Today the young upcoming generation is not ready to compromise. It’s absolutely fine if your male partner is not so comfortable with you talking to your other male friends, they might be possessive or might have more experience than you, and they know the world is not safe as every alternative day they come through the new of girls getting raped. Even to male partners if your girl is asking not to be in touch with your friends who are girls. It’s not that being possessive means turning out like Kabir Singh, I know many people want freedom when they are in a relationship but adjusting and making some compromises which will lead to a healthy relationship is not wrong. Compromises, Adjustments……once they no longer accept it as a necessity they will lose the ability to create a beautiful loving relationship.
One thing that I admire about our new generation, they put themselves first. They focus on individual, allowing for personal growth and development. It’s okay to keep yourself first, but when you are in a relationship everything has to work as 50-50, there is no 40-60 or 70-30. Being selfish in a relation will not work.

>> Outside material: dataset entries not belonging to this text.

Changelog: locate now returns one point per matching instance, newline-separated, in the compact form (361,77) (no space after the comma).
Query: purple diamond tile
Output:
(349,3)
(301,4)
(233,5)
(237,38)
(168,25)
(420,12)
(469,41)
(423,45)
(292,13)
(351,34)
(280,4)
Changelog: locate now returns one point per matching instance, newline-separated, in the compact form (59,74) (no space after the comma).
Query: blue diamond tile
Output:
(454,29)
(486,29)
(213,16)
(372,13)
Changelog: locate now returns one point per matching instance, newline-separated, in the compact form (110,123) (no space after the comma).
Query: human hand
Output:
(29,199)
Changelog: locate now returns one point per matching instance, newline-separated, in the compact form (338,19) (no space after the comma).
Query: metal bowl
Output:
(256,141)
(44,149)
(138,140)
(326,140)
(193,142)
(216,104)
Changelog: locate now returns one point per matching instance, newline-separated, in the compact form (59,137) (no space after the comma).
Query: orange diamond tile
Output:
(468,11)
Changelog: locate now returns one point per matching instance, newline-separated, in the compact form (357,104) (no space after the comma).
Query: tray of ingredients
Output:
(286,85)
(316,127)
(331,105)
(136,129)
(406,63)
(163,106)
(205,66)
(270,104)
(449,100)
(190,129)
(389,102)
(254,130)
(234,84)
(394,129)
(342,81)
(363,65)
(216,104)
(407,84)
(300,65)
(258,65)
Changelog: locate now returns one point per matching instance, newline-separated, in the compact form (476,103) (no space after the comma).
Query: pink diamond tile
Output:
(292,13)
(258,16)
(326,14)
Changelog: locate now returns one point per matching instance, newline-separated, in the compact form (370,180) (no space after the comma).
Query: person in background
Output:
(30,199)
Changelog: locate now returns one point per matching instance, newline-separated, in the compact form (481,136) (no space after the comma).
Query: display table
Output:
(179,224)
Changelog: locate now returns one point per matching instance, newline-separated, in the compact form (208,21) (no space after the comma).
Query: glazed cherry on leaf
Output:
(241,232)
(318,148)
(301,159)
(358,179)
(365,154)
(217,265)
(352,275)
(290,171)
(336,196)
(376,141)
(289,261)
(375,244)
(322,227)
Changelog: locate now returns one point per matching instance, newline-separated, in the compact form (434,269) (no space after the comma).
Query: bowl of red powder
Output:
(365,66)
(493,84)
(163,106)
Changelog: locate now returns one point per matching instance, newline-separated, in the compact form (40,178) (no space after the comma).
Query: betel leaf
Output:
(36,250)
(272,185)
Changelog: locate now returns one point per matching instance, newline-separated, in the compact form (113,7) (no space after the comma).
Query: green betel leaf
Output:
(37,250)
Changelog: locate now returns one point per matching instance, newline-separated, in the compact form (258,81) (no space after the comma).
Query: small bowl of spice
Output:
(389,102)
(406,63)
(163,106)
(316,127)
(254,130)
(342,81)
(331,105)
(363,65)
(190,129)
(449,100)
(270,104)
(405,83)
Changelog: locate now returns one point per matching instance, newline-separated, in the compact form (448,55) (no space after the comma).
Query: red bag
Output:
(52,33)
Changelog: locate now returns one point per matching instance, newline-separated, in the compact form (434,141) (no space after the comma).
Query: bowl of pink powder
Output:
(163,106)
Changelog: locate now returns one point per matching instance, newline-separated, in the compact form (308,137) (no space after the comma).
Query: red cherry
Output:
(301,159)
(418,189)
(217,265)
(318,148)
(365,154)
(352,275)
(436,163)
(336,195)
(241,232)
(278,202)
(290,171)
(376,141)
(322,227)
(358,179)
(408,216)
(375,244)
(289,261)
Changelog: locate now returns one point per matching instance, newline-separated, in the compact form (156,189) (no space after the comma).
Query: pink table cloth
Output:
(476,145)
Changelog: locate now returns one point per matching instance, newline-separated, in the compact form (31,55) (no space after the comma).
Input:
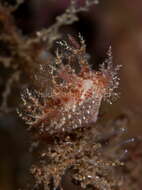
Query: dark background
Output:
(115,23)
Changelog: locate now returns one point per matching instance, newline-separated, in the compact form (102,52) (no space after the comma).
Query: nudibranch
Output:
(76,91)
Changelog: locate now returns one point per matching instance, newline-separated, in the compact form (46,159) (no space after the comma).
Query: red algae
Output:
(76,91)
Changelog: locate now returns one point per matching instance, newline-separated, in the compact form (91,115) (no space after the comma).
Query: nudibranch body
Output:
(76,92)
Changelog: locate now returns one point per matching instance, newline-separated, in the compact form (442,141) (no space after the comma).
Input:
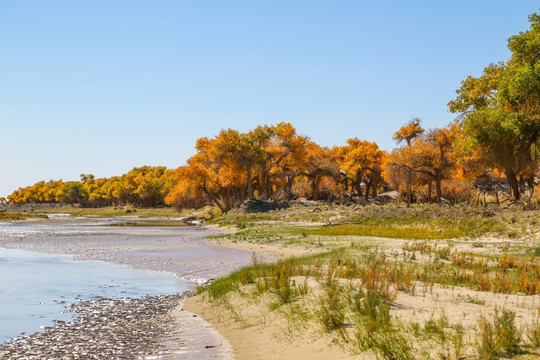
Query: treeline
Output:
(144,186)
(491,150)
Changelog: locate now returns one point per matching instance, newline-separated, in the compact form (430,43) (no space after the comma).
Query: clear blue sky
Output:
(103,86)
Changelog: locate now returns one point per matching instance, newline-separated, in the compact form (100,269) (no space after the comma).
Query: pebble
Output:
(125,328)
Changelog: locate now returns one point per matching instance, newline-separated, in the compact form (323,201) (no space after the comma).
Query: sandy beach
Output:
(176,333)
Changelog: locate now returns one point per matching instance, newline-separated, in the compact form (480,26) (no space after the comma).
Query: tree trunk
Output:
(214,200)
(250,183)
(315,193)
(288,187)
(374,186)
(438,182)
(513,183)
(368,187)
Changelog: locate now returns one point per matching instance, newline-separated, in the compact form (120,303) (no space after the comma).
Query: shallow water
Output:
(35,287)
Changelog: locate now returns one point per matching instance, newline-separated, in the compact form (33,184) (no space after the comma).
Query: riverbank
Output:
(135,328)
(343,295)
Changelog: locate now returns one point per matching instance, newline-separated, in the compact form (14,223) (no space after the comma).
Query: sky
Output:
(103,86)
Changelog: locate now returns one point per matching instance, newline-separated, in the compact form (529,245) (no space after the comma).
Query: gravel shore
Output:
(151,328)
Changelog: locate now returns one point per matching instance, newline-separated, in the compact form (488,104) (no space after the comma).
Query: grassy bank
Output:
(391,282)
(19,216)
(421,221)
(108,211)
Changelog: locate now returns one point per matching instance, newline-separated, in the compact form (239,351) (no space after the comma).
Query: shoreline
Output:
(180,334)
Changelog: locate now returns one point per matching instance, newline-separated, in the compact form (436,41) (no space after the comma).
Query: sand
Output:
(180,250)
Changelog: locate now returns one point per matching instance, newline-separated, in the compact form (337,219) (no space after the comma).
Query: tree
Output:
(407,133)
(500,110)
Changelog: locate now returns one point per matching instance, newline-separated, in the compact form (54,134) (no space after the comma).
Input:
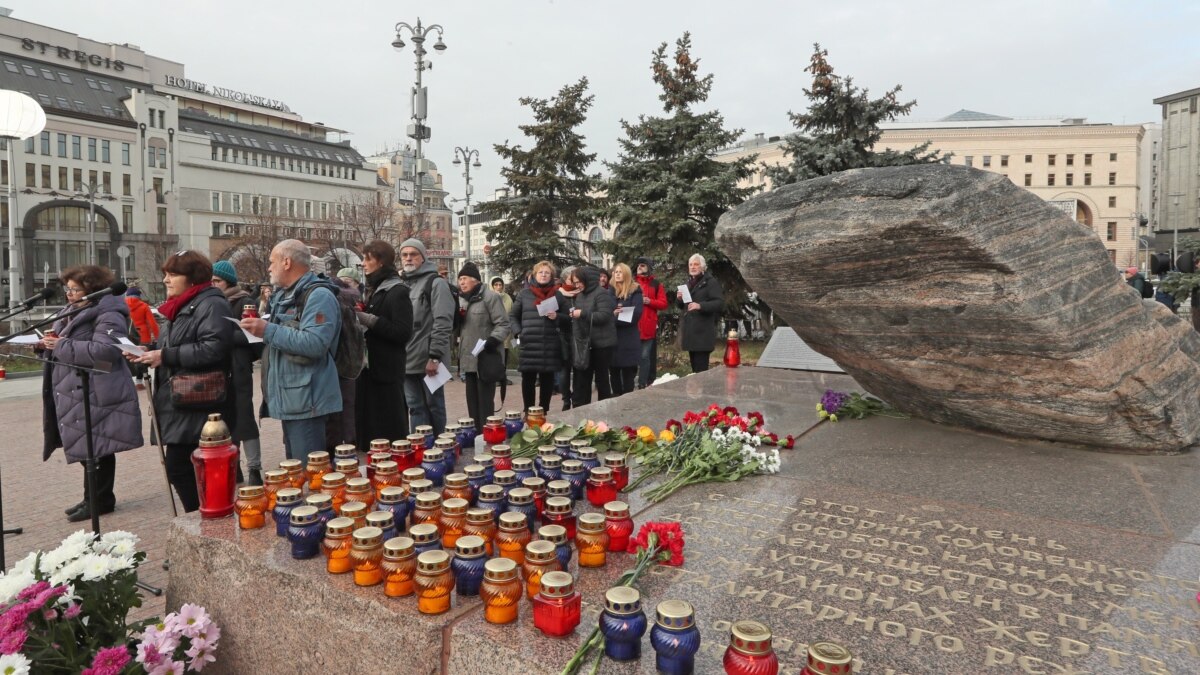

Another thing if you love someone then have the courage to speak for it. If you fall in love you should even learn how to take a stand for each other, and if can’t take then you don’t deserve to love……saying parents won’t agree is not a valid reason to say NO. I saw a movie starring Alia Bhatt and Arjun Kapoor known as 2 States. The movie gave a beautiful meaning to its viewers. They showed how difficult it was for them to convince their parents but somehow they managed too.
Love is the most beautiful feeling, the young couples have made it horrific, they hang out together but are more attracted towards the body than loving the soul. I read it somewhere in the social media while scrolling that Men believe what they see and Women believe what they hear, maybe that is the reason why women do makeup and men lie.
All I want to say is “Babu Moshaye, Hum Sab Rangmanch Ki Katputhliya hai Jinki Dorr Uparwale Ki Ungliyo se Bandhi Hui Hai”. Keep it easy. Don’t make it so difficult; love is another form of dedication, passion, a mixture of emotions, and behavior with strong feelings of affection, protectiveness, warmth, and respect for each other.